TUNIQUES. Ce ſont les peaux ou enveloppes concentriques des Oignons.

VÉGÉTAL. Corps organiſé doué de vie & privé de ſentiment.

On ne me pasſſera pas cette définition, je le ſais. On veut que les minéraux vivent, que les végétaux ſentent, & que la matiere même informe ſoit douée de ſentiment. Quoi qu’il en ſoit de cette nouvelle phyſique, jamais je n’ai pu, je ne pourrai jamais parler d’après les idées d’autrui, quand ces idées ne ſont pas les miennes. J’ai souvent vu mort un arbre que je voyois auparavant plein de vie, mais la mort d’une pierre eſt une idée qui ne ſauroit m’entrer dans l’eſprit. Je vois un ſentiment exquis dans mon chien, mais je n’en apperçois aucun dans un Chou. Les paradoxes de Jean-Jacques ſont fort célebres. J’oſe demander s’il en avança jamais d’auſſi fou que celui que j’aurois à combattre ſi l’entrois ici dans cette discuſſion, & qui pourtant ne choque personne. Mais je m’arrête & rentre dans mon ſujet.

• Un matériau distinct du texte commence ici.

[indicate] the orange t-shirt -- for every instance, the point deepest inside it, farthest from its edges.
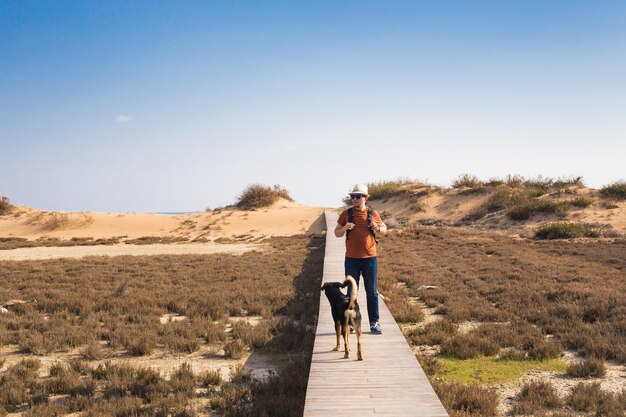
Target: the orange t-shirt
(359, 242)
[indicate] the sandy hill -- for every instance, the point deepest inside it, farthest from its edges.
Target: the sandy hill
(513, 209)
(284, 218)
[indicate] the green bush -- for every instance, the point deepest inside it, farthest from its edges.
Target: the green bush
(467, 180)
(617, 190)
(565, 230)
(258, 196)
(5, 205)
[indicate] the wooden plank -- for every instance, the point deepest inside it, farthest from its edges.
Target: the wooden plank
(388, 382)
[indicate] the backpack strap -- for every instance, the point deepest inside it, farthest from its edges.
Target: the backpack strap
(370, 214)
(350, 220)
(369, 221)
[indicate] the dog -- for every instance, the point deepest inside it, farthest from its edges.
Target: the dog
(346, 313)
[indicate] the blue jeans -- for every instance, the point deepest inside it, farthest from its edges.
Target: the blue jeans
(369, 268)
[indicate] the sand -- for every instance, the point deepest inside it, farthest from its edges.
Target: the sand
(227, 230)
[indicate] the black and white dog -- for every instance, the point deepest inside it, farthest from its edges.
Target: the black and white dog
(346, 313)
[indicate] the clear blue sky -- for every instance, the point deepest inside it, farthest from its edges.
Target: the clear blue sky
(178, 106)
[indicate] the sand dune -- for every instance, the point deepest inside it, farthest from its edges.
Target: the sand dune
(282, 219)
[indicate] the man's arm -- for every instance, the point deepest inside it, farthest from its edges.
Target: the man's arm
(341, 230)
(378, 225)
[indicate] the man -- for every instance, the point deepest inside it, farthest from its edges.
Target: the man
(361, 248)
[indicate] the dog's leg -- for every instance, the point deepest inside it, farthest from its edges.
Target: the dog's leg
(357, 329)
(346, 339)
(338, 332)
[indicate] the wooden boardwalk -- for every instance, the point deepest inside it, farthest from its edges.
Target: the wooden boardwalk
(388, 382)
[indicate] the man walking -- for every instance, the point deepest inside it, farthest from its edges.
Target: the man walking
(361, 225)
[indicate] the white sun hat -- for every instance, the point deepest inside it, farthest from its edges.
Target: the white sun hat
(360, 189)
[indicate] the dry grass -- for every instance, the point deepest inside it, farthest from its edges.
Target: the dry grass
(467, 399)
(565, 230)
(19, 242)
(76, 297)
(536, 396)
(257, 196)
(616, 191)
(574, 291)
(588, 367)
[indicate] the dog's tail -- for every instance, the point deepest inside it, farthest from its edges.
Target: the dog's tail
(353, 291)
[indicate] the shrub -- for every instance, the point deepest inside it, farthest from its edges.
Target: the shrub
(234, 349)
(93, 351)
(429, 364)
(467, 181)
(386, 189)
(617, 190)
(465, 346)
(211, 378)
(472, 399)
(139, 344)
(183, 380)
(588, 367)
(565, 230)
(253, 336)
(585, 397)
(258, 196)
(534, 396)
(580, 202)
(5, 205)
(434, 333)
(148, 384)
(541, 349)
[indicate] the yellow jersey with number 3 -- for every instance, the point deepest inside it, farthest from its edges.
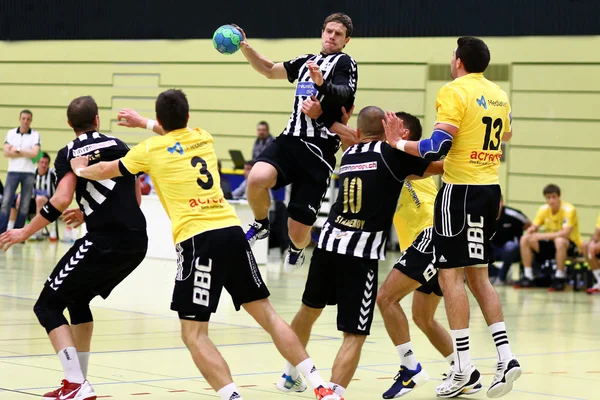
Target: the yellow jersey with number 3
(183, 167)
(415, 210)
(481, 112)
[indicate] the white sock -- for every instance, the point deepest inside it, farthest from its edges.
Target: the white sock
(229, 392)
(450, 358)
(291, 371)
(308, 369)
(407, 356)
(498, 331)
(84, 360)
(460, 341)
(337, 389)
(70, 362)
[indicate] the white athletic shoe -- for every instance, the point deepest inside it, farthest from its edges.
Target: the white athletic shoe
(507, 372)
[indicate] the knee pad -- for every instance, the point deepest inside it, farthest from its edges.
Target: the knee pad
(49, 310)
(80, 313)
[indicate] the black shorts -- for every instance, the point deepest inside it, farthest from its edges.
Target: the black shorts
(210, 261)
(307, 165)
(417, 264)
(348, 281)
(548, 250)
(96, 264)
(465, 220)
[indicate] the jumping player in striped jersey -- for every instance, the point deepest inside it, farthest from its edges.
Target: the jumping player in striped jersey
(304, 154)
(414, 272)
(473, 118)
(344, 266)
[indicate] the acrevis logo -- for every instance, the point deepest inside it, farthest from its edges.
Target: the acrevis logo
(199, 201)
(484, 157)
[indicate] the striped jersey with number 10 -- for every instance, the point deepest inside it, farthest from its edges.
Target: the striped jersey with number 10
(371, 178)
(110, 205)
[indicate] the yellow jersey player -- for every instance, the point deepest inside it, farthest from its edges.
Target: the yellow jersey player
(473, 118)
(414, 272)
(213, 252)
(591, 251)
(560, 239)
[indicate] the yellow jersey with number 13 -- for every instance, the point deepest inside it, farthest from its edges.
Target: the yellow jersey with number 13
(183, 167)
(481, 112)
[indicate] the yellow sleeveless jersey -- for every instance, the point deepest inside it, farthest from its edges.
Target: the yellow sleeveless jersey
(415, 210)
(183, 167)
(565, 217)
(481, 112)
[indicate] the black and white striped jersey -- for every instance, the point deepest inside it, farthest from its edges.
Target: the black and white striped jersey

Puiſque les végétaux naiſſent & vivent, ils se détruiſent & meurent, c’est l’irrévocable loi à laquelle tout corps eſt ſoumis ; par conſéquent ils ſe reproduiſent : mais comment ſe fait cette reproduction ? En tout ce qui eſt ſoumis à nos ſens dans le regne végétal, nous la voyons ſe faire par la voie de la fructification, & l’on peut préſumer que cette loi de la nature eſt l’également suivie dans les parties du même regne, dont l’organisation échappe à nos yeux. Je ne vois ni fleurs ni fruits dans les Byſſus, dans les Conſerva, dans les Truffes ; mais je vois ces végétaux ſe perpétuer, & l’analogie sur laquelle je me fonde pour leur attribuer les mêmes moyens qu’aux autres de tendre à la même fin ; cette analogie, dis-je, me paroit ſi ſure, que je ne puis lui refuſer mon aſſentiment.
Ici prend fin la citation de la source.